Announced in June 2016 during Apple’s Worldwide Developers’ Conference in San Francisco, DP is, as Craig Federighi, senior vice president of software engineering, stated “a research topic in the area of statistics and data analytics that uses hashing, subsampling and noise injection to enable … crowdsourced learning while keeping the data of individual users completely private.” More simply put, DP is the statistical science of attempting to learn as much as possible about a group while learning as little as possible about any individual in it.

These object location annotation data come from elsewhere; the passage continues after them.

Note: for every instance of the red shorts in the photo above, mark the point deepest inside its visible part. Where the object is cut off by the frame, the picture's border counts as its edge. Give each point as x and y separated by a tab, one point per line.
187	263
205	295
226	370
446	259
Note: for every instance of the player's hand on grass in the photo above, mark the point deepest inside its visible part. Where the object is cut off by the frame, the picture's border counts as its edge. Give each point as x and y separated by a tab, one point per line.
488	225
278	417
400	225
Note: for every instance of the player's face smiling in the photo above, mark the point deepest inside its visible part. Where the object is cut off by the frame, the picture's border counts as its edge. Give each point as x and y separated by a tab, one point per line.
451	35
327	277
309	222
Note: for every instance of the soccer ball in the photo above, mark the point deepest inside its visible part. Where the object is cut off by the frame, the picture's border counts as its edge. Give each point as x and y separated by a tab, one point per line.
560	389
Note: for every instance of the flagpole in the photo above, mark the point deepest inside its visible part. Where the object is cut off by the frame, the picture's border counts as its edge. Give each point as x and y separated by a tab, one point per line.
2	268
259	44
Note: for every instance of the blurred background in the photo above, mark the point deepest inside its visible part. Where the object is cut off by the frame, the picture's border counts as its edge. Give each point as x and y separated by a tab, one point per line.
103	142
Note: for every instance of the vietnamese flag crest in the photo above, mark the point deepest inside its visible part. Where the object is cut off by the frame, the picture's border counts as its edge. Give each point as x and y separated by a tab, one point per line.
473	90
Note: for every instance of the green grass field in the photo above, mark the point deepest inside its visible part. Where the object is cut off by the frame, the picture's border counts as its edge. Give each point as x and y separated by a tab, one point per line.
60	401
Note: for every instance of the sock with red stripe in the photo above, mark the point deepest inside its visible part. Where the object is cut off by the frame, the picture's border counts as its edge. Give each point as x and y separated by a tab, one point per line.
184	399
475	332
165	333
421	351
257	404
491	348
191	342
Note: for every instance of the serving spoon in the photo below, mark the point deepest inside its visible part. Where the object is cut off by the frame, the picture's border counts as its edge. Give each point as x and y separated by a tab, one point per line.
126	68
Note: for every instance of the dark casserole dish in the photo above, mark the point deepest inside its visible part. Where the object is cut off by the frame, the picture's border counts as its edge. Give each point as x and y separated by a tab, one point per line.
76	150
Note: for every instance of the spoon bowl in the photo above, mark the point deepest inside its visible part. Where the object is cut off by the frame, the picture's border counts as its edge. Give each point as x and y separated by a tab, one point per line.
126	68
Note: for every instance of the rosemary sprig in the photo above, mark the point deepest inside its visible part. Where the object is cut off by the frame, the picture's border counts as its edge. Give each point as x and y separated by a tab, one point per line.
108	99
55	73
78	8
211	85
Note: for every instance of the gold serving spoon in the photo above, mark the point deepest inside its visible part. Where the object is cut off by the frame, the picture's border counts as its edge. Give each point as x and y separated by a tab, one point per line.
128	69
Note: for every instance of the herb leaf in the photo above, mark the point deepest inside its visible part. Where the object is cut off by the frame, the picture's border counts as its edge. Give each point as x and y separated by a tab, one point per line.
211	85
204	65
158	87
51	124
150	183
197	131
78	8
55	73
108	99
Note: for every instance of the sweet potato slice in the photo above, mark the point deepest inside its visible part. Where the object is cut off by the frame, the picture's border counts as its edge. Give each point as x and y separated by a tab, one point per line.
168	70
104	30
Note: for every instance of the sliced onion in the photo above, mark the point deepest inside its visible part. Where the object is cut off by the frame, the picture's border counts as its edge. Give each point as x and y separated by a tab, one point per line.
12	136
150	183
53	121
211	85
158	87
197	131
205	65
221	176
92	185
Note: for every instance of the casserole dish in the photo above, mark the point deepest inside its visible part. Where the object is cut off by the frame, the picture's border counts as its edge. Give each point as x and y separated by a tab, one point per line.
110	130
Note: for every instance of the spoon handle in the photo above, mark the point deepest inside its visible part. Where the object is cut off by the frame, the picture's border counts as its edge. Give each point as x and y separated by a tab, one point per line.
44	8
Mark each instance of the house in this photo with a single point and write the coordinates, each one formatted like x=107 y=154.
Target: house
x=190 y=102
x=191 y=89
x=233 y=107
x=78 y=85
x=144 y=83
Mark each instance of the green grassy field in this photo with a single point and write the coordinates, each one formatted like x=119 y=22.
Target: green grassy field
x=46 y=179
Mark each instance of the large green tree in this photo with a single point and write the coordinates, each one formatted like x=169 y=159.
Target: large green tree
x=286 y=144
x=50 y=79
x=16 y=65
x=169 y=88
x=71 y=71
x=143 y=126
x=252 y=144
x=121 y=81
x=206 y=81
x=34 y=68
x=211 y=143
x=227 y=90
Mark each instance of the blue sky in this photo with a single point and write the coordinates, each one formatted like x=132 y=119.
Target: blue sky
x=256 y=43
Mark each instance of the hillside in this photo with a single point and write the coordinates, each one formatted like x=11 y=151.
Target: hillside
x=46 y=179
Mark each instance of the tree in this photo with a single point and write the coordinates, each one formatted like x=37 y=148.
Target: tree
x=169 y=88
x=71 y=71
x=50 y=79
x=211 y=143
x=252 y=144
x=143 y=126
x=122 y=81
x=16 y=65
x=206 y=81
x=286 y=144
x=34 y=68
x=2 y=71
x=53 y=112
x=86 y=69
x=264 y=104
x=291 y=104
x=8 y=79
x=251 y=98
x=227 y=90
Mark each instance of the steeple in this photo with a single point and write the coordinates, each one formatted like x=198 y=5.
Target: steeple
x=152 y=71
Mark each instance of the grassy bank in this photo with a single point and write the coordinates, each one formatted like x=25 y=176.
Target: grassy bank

Following the announcement, Matt Green, a cryptographer and professor at Johns Hopkins University, published a blog post detailing the motivation behind DP and its implementation. Green then identified two challenges with differential privacy:
- The more information you seek from the data, the more “noise” needs to be introduced to retain privacy, calling out the fundamental tradeoff between privacy and accuracy.
- Once you’ve mined the noise-injected data to a certain point, it can no longer be mined without risking users’ privacy.
Ultimately Green was split on Apple’s announcement. He applauded Apple for making an honest attempt at improving users’ privacy, though he cautioned that, with the planned increase in personal user data, Apple should be transparent as to how the research technology will be deployed, and allow some public scrutiny to confirm it is done properly. The question remains whether Apple will be successful in implementing DP in such a way as to glean useful information, while protecting the privacy of its users.
More recently, Google published papers covering concepts it called “federated learning” and “secure aggregation”. Similar to Apple’s purpose in implementing differential privacy, Google seeks to improve the utility and power of on-demand search and recommendation services on its Android devices. But as Jordan Novet writes in Venture Beat, Google’s “secure aggregation model” … depends heavily on small encrypted summaries of data instead of actual data, whereas [Apple’s] differential privacy entails incorporating random noise into calculations with data.” (emphasis added). That would seem to address the first point of Matt Green’s challenge referred to above, but not necessarily. Novet adds: “The actual data stays local, and Google can only decrypt its average update if there are hundreds or thousands of users contributing to it.”